The standard treatments for XLH are calcium and phosphate supplements, but the levels of these minerals must be carefully monitored to avoid serious side-effects. Carpenter says that the CORT grant will allow him and his colleagues to advance more precise and effective molecular therapies.

The three main lines of inquiry that comprise the CORT are being pursued with the support of a Research Core facility directed by Caren M. Gundberg, Ph.D., professor of orthopaedics and rehabilitation. Carpenter and Insogna will lead two clinical studies: one will determine what biochemical markers best predict the severity of XLH cases; a second will focus on the role of parathyroid hormone excess in the disease, and will apply a specific therapy to correct this complication of XLH. Marie B. Demay, M.D., associate professor of medicine at Massachusetts General Hospital in Boston, will lead a project exploring her recent finding that phosphate regulates cell death in cartilage cells. Finally, Joseph Schlessinger, Ph.D., the William H. Prusoff Professor and chair of Pharmacology (see related story, “Finding a New Chink in Cancer’s Armor”) will join Veraragavan P. Eswarakumar, Ph.D., newly appointed assistant professor of orthopaedics and rehabilitation, to identify and characterize the cell-surface receptor for FGF23. Based on the FGF23 studies, members of the YC-XLH will develop small molecules to inhibit activation of the receptor and test them in preclinical trials, and, if successful, Phase 1 clinical trials. In addition to the research projects, the YC-XLH has co-sponsored a Bone Seminar Series with the NIH-sponsored Yale Core Center for Musculoskeletal Disorders, and will soon be launching a pilot and feasibility program for further work in this related field.
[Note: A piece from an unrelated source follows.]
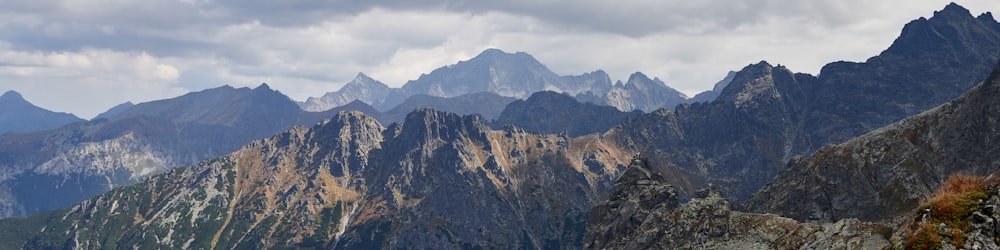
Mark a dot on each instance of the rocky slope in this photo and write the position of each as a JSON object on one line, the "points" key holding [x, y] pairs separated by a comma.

To complement his work on XLH, Carpenter continues to study and treat nutritional rickets in inner-city New Haven children with the help of a 3-year, $844,000 grant he received in 2005 from the Gerber Foundation.

“The newly discovered mechanisms by which our bodies regulate phosphate are very exciting, and have broad implications in human biology,” says Carpenter. “We have learned so much from the patients who have contended with so many long-term consequences of XLH that it is only fitting that we may soon be able to apply these discoveries to new therapies that should significantly improve their quality of life.”